What happens once the well is shut in?
IMMEDIATELY
The moment the well goes from producing fluid to not producing, any liquid droplets or “slugs” that were making their way up the hole will fall back down and pressure will start to build in the wellbore. This pressure could slowly build 1 psi over 24 hours, or quickly with 1000 psi in a few minutes, all depending on the type of well and how much pressure is in the reservoir. If the well is an oil well with artificial lift, there will be a fluid level down in the well that represents the height the reservoir pressure can push the column of fluid up. Any water that was producing alongside the oil will settle to the bottom of the column of fluid, and any gas will bubble up into the open space above the fluid level.
Wells with significant amounts of water or other corrosive fluids (CO2, H2S) may start to see enhanced corrosion damage downhole from the bacteria and acids starting to build as the fluids sit stagnant. Many operators will “workover” the well to remove downhole pumps, rods, and even tubing if determined the shut-in could be excessively long and damaging to equipment.

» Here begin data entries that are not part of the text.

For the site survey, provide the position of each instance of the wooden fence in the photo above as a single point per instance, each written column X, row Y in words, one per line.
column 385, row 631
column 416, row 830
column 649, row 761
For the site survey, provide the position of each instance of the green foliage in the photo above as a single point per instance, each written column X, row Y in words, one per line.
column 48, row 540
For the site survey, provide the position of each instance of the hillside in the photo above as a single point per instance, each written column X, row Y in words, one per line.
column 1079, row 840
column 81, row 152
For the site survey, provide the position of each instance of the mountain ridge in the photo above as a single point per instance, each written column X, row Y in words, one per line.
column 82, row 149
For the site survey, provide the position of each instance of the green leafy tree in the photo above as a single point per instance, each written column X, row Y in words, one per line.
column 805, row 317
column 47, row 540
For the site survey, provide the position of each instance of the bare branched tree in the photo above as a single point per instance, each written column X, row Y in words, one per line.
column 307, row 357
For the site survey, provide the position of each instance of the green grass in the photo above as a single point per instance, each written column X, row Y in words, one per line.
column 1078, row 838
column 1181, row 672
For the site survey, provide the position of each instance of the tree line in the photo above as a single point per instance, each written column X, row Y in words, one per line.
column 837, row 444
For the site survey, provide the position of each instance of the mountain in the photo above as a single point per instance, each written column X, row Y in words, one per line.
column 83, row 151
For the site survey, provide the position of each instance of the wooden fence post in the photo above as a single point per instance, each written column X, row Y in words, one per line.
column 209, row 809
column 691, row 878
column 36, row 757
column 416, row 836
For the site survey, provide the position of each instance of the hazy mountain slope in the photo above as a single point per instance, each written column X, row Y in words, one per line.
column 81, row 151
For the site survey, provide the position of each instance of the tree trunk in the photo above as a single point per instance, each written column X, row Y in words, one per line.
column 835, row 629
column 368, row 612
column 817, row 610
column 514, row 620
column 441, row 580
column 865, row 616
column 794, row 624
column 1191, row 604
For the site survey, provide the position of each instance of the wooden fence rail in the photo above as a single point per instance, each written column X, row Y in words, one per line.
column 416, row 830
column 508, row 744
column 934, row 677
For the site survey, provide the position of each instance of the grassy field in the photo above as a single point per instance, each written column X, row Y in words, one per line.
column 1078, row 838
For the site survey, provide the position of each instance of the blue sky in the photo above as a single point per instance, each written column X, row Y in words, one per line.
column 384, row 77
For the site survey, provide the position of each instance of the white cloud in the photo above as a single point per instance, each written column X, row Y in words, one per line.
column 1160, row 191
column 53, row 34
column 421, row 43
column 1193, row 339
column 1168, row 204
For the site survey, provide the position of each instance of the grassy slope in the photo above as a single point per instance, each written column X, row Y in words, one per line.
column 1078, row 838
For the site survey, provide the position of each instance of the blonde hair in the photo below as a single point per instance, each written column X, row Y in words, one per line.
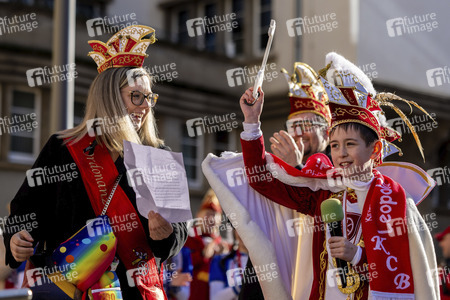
column 105, row 102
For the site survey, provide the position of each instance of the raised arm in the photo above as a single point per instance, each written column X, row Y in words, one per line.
column 300, row 199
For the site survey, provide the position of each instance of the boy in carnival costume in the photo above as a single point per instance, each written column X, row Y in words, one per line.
column 383, row 263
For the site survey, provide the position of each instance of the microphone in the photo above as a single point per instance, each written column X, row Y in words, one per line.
column 333, row 214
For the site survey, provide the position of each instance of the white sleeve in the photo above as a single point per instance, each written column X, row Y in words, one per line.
column 218, row 291
column 252, row 131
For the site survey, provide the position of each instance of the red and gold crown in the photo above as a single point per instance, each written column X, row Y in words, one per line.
column 352, row 99
column 306, row 92
column 126, row 48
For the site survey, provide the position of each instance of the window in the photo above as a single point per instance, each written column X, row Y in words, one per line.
column 238, row 32
column 210, row 35
column 182, row 33
column 262, row 16
column 22, row 126
column 192, row 149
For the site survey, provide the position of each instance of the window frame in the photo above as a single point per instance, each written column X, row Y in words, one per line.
column 22, row 157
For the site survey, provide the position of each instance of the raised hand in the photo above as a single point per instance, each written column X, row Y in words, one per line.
column 21, row 245
column 251, row 113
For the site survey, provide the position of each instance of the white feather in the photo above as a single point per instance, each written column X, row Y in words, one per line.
column 340, row 63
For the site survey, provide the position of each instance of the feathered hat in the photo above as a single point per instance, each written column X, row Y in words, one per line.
column 352, row 99
column 306, row 92
column 126, row 48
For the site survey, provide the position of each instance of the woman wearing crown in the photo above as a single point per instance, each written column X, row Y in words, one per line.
column 119, row 107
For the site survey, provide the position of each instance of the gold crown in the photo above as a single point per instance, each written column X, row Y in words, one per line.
column 126, row 48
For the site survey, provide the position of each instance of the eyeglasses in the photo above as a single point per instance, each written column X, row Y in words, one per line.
column 300, row 127
column 137, row 98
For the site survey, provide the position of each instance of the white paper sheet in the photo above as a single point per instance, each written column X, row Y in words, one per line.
column 159, row 180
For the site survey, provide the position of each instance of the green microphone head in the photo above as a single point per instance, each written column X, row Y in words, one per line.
column 331, row 210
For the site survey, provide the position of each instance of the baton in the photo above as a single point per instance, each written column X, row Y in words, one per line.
column 260, row 77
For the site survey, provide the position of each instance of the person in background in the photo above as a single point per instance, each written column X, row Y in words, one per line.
column 226, row 272
column 204, row 242
column 178, row 275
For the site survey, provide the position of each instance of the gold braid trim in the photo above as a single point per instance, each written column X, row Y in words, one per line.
column 323, row 72
column 323, row 265
column 385, row 98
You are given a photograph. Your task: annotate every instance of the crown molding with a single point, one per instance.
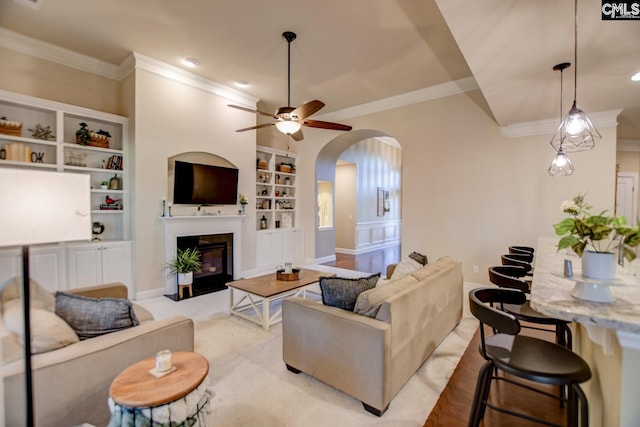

Removing the equipment can cost between $5,000 and $50,000 depending on what’s downhole and what machinery is needed to remove it (workover rig vs. rigless, for example).
Engineers will be monitoring pressures at the wellhead (and sometimes downhole, if the well is fancy enough to have that technology installed) to determine if there are any surface or downhole leaks, and can also use pressure data to determine more characteristics of the reservoir, like remaining reserves.
60-DAYS
Many leases have language regarding how long the lease can go without producing before the lease is forfeited (though it can be more or less time depending on the lease). In layman’s terms, if a well is the only one in that lease producing and has a 60-day clause, on day 61 the operator loses the right to produce the well and only has the option to re-lease production rights from mineral owners, or plug & abandon the well. Sometimes there’s only a single mineral owner who is happy to work the operator to get the well back online, but other times there are 100’s of owners the operator would need to re-lease from (say, if there’s a subdivision of folks with mineral rights).
Sometimes there are also terms in leases requiring operators to pay shut-in fees. Further complicating things, a single well may have different lease terms with different mineral owners, and a field may have thousands of wells each with various leases. Just tracking the requirements for each and every well is a complex operation for Land departments, let alone coordinating these fees and risks in shut-in economics. Operators will sometimes try to skirt this issue and avoid triggering any shut-in fees or clauses by not fully shutting in the well, which they can do by either choking back production or allowing the well to periodically produce.
1-YEAR
After a year of being shut in, significant corrosion damage is likely to have occurred if the well has any water left downhole untreated. The state regulatory agency may have plugging requirements if a well remains inactive for certain time period, such as Texas RRC who requires an operator to remove 10% of inactive wells or more either by returning to production or by plugging (or pay a fee for a larger operator bond).